Ecran total en Bretagne
Interview d’Olivier Clech, Rédacteur en chef multimédia du Télégramme
La presse quotidienne régionale s’invite de façon croissante à la table des medias nationaux grâce au support Internet. Le Télégramme, titre-phare de la PQR en Bretagne, en donne une nouvelle illustration avec la création de son Journal Télévisé sur le web. Pour en savoir plus, nous avons donné la parole à Olivier Clech, rédacteur en chef multimédia du quotidien. Au Télégramme depuis 21 ans, Olivier Clech, est corédacteur en chef depuis 8 ans, chargé en particulier des informations locales et de l’organisation de la rédaction. Il supervise, depuis deux ans, les développements multimédias au sein du journal.
La création d’un journal télévisé sur le site du Télégramme correspond-t-elle à une volonté de désenclaver et de diffuser plus largement votre ligne éditoriale à une échelle nationale ?

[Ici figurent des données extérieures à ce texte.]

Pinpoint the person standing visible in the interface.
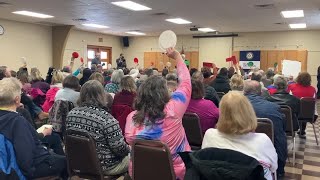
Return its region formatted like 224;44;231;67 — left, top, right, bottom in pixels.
116;53;127;69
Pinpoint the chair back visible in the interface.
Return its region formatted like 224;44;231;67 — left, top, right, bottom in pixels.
111;105;133;135
217;92;225;99
256;118;274;143
132;139;176;180
65;130;103;179
280;105;295;137
182;113;203;150
298;97;316;123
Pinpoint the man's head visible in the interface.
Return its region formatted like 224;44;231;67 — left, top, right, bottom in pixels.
243;80;262;96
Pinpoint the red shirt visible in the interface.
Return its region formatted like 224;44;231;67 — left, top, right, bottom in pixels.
288;83;316;98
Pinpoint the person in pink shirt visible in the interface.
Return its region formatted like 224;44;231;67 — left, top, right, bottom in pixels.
187;79;219;134
125;48;191;180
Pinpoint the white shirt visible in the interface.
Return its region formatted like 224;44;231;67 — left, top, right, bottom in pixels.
202;128;278;180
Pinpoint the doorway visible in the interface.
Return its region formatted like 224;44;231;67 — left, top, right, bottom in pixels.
87;45;112;69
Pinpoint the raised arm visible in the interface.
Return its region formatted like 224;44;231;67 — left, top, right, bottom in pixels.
165;48;191;119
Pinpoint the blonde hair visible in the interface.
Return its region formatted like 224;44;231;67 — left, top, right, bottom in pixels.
217;91;257;135
0;78;22;107
230;74;244;91
30;67;42;81
51;70;64;84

Le lancement du JTWeb est un élément– certes le plus récent et le plus innovant – mais seulement un élément parmi d’autres visant à développer l’audience de la marque Télégramme. Nous espérons bien sûr capter l’intérêt de la diaspora bretonne partout où elle se trouve, mais nous avons aussi conscience que cela ne serait qu’un levier de croissance assez secondaire. Notre marché prioritaire reste le marché régional où notre légitimité et notre notoriété sont ancrées solidement. La Bretagne compte trois millions d’habitants. Avec ses 200.000 exemplaires diffusés chaque jour, Le Télégramme a une audience quotidienne d’environ 550.000 personnes : cela montre que, même sans sortir de notre péninsule, nous en avons encore de bonnes réserves de progression. Le JTWeb participe aussi de notre souhait de continuer à faire évoluer l’image du Télégramme, déjà puissamment rénovée avec le passage au format tabloïd en 2002, en montrant au public internaute que la presse quotidienne régionale n’est pas forcément une presse vieillotte et conventionnelle, contrairement à l’image qui en est souvent donnée par conformisme et par facilité.
S’agit-il de prolonger la bonne croissance des ventes du support papier ou est-ce le fruit d’un constat par rapport aux limites de développement du Télégramme ?
Il s’agit d’abord de prolonger le développement du support papier. C’est quand les choses vont bien qu’il faut innover, investir et prendre éventuellement quelques risques. Au Télégramme, même si nous avons conscience d’être installés dans une région intéressante, plus favorable que d’autres à la presse de proximité, nous croyons fortement en l’avenir d’une presse payante quotidienne de qualité. Tout ce que nous entreprenons sur le web prend appui sur cette confiance dans notre journal et dans ses capacités d’évolution. En revanche, nous avons aussi conscience que les spécificités du support papier – liées aux contraintes industrielles de production et à sa diffusion – sont de plus en plus perçues comme des limites, aux yeux des consommateurs d’information – singulièrement les plus jeunes – face à la souplesse et à l’instantanéité des autres canaux comme internet et le téléphone mobile. Donc, nous anticipons ; nous explorons les complémentarités entre supports afin de prévenir un basculement brutal des modes de consommation qui pourraient mettre un jour le papier en difficulté. Nous voulons continuer à faire du bon journalisme en augmentant les chances qu’il atteigne bien tous les publics concernés. Notre projet c’est non seulement de garder mais d’accroître notre lectorat, quel que soit le support.
Le fait que les journalistes proposent des sujets à votre studio web illustre le bon accueil de ce JT. Pensez-vous, à terme, dédier une partie de la rédaction exclusivement à ce nouveau support ?
Ce n’est pas vraiment la direction que nous avons choisie. L’idée est plutôt de générer au sein de la rédaction, par la formation, par l’expérimentation, les compétences et les énergies qui feront vivre et se développer le JTWeb ainsi que les futurs projets sur internet. Notre projet est que la rédaction du Télégramme, dans se globalité, devienne une rédaction multimédia ou multi-supports. Pourquoi fabriquer une rédaction à plusieurs vitesses, cloisonnée ? Ce serait créer de la lourdeur, de l’inertie alors qu’à l’évidence notre avenir nous appelle à plus de réactivité, de fluidité et de souplesse. Le JTWeb est une initiative originale dans le monde de la PQR, nous en sommes assez fiers, mais il n’est finalement que la partie visible d’un processus beaucoup plus complexe qui s’est engagé dans notre culture rédactionnelle. Une mutation qui nous permettra d’affronter notre avenir.